Christians must not obsess over personalities. People will disappoint. President George W. Bush could be wrong on one policy and that not make the other side a better choice.

But it gets better. Notice how the move against the policies of President George W. Bush spurred a complete rethinking of her entire worldview.

“Green: How did that connect with the question of abortion?

“Kast: I began to understand myself as a woman in ministry. I began to see myself as this Christian feminist. I began to own my voice differently, and to question the rules of engagement of Christianity that I was raised with.

“I began saying things like, ‘Why is it that abortion is the only issue that my parents and family really care about?’ I have a very good relationship with my family. I’m not trying to paint them in negative light. But why? Why is this the only issue?”

If a politician’s failure leads one to question the fundamental truth of the sanctity of life that is a poorly formed Christian. That isn’t the child’s fault, but the church’s fault. It failed her.

This is a serious problem in the church today. We attend worship services. Perhaps even a Sunday School or small group for Bible study.

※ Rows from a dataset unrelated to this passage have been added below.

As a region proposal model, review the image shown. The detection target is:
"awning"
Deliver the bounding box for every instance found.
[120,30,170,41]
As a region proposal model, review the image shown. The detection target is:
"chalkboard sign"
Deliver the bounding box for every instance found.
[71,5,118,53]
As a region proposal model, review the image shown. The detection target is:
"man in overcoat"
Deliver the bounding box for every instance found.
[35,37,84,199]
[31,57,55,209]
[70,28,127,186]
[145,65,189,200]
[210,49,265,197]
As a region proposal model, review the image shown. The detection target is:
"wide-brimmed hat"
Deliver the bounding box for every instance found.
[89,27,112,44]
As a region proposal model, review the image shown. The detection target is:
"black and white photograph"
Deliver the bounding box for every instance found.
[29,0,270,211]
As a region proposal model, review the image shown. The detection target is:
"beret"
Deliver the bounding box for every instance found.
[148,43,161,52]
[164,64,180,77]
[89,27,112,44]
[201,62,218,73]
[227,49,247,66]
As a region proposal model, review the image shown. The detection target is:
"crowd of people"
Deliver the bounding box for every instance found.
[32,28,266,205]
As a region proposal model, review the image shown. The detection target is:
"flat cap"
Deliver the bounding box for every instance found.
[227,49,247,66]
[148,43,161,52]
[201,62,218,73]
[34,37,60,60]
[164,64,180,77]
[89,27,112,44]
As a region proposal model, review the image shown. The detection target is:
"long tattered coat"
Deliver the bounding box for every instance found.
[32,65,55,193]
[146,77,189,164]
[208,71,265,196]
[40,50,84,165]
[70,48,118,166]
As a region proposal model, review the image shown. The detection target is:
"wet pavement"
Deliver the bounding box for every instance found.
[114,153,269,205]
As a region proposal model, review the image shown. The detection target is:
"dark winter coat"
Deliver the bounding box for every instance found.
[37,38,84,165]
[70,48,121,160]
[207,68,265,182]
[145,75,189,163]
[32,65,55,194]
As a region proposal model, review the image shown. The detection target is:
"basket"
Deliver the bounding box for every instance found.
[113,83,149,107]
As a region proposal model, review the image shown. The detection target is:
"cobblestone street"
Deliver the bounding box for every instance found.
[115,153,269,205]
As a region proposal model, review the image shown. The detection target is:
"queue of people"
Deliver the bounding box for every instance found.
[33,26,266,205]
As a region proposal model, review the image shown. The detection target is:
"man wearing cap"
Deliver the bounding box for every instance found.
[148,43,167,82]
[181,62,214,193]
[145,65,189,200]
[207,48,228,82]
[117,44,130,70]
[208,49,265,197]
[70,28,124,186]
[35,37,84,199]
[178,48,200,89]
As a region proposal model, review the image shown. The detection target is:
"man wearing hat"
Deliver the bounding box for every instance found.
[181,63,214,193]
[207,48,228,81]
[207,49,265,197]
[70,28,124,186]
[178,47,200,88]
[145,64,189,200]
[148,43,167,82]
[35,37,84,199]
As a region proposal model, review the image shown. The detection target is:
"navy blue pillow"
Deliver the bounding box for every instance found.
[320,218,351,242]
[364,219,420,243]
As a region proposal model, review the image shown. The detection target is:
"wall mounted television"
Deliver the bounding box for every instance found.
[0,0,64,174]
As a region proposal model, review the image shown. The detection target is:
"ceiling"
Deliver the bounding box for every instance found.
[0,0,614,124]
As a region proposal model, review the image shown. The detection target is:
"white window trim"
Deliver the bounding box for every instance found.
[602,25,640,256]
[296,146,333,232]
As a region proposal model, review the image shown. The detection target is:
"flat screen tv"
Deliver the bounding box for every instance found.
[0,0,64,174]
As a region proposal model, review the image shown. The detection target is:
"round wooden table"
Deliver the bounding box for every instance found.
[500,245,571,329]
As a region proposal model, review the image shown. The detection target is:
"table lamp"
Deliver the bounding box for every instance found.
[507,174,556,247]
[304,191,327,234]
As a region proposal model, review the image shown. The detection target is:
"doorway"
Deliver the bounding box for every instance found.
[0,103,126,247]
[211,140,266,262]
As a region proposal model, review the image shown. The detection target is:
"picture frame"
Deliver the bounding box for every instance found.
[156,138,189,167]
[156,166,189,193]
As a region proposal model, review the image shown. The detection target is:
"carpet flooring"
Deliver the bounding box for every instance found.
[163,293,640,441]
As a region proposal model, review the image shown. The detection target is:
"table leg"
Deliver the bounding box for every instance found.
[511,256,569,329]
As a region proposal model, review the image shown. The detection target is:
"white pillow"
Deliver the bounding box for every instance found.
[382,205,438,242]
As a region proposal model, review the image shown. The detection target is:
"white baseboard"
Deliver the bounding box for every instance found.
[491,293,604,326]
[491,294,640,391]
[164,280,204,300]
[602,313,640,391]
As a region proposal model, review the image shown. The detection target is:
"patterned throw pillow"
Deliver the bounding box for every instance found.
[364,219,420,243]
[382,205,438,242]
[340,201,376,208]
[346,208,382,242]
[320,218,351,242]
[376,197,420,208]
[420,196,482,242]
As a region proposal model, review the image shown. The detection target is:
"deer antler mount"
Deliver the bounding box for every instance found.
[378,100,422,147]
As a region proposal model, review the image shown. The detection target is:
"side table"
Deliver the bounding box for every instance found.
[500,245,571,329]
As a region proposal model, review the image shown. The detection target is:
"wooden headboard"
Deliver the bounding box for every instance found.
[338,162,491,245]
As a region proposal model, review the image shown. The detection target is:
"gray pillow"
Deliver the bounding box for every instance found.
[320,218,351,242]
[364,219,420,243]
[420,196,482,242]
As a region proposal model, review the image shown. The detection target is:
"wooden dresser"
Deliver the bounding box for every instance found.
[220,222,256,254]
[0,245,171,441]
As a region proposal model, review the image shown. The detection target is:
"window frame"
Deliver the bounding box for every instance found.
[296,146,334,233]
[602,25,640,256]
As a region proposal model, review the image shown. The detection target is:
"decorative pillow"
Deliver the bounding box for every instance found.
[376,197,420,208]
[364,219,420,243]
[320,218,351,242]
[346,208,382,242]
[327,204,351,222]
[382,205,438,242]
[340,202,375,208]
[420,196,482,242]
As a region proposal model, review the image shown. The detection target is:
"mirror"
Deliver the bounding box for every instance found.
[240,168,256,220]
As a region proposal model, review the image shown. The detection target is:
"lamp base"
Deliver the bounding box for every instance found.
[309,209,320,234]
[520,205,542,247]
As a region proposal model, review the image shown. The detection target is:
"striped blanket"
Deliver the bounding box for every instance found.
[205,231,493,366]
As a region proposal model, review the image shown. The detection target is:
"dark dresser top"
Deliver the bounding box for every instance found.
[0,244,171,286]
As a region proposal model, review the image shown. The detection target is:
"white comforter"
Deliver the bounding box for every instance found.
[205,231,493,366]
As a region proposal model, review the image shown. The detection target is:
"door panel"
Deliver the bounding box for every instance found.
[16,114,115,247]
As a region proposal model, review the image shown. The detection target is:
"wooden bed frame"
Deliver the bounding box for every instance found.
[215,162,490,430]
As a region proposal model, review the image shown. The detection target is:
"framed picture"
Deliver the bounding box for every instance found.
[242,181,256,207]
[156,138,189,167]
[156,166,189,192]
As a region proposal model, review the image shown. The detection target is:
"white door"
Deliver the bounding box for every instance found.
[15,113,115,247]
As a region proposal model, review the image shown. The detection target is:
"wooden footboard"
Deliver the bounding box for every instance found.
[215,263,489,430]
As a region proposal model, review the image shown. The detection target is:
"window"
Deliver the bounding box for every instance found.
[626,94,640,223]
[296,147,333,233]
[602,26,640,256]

Yet, the systematic training in doctrine is lacking within broad swaths of evangelicalism. When Beth Moore is the gold standard for Bible study and not someone like John MacArthur (check out the sermons and other aides at GTY) or William Lane Craig (check out the free and in-depth Defender’s Lectures online. You can listen to them as you drive), then there is a serious immaturity problem in the church.

Evangelicals are fed milk instead of meat.

It is time to grow up, and put away childish things. That means embracing deep, challenging theology so that as the culture grows hostile to Christianity, we always have an answer.

A growing challenge today is the appeal of progressive politics to younger Christians—Christians who are trained more by the culture than the church. As Kast tells the Atlantic, “Like many Millennials coming out of evangelicalism, I began to care about different justice issues. I began to care about the Earth, and racial justice, and interfaith justice.”

Do you know how to respond to these progressive political issues that challenge young Christians? There are resources available. For example, to respond to the social justice challenge, view the Statement on Social Justice & The Gospel website. It has not only the statement, but many articles explaining the non-Christian worldview at work and how to respond to it properly. Challenged by the influx of Critical Theory? There is an Apologetics website with many resources.

The challenge is for every Christian to become more informed. We must know Jesus better than the progressive political operative invoking Jesus’ name for their progressive policy preference.

We must have an answer. Are you ready?